Along with continuing to follow the situation in Syria today — including the announcement of Lakhdar Brahimi as the new UN-Arab League envoy leader, replacing Kofi Annan, and William Hague’s statement on the £5 million in “non-lethal practical assistance” (including things like medical supplies, mobile phones and body armour) that the UK will now give to unarmed opposition groups, human rights activists and civilians in the country — we also have our eyes on the Sinai.
According to various accounts, including this one and this one, last Sunday, during an iftar dinner, gunmen killed at least 15 Egyptian guards at a police station where the Egyptian, Israeli and Gazan borders converge. The gunmen then tried to storm the Israeli border in a stolen vehicle when an Israeli aircraft destroyer gunned them down. The week following the attacks has seen Egyptian President Mohammed Morsi sack several senior security officials, further attacks in the Sinai, an arrest by the Egyptian army of a group of men apparently linked to the attack and much speculation over who the gunmen were, where they came from and what this situation may mean.
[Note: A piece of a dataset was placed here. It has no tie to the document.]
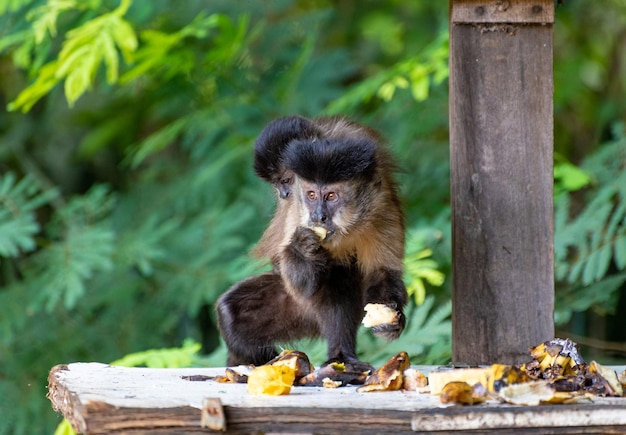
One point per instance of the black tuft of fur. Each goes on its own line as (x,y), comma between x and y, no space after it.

In a piece which ran in the Guardian’s Comment is Free on 8 August, MEC Director Fawaz Gerges responds to the Egyptian military attacks on the Sinai following the border attack: Without addressing Sinai’s severe social challenges, particularly a widespread feeling of neglect, discrimination and disfranchisement among its Bedouin population, Gerges writes, the army’s tactics might exacerbate an already dangerous situation.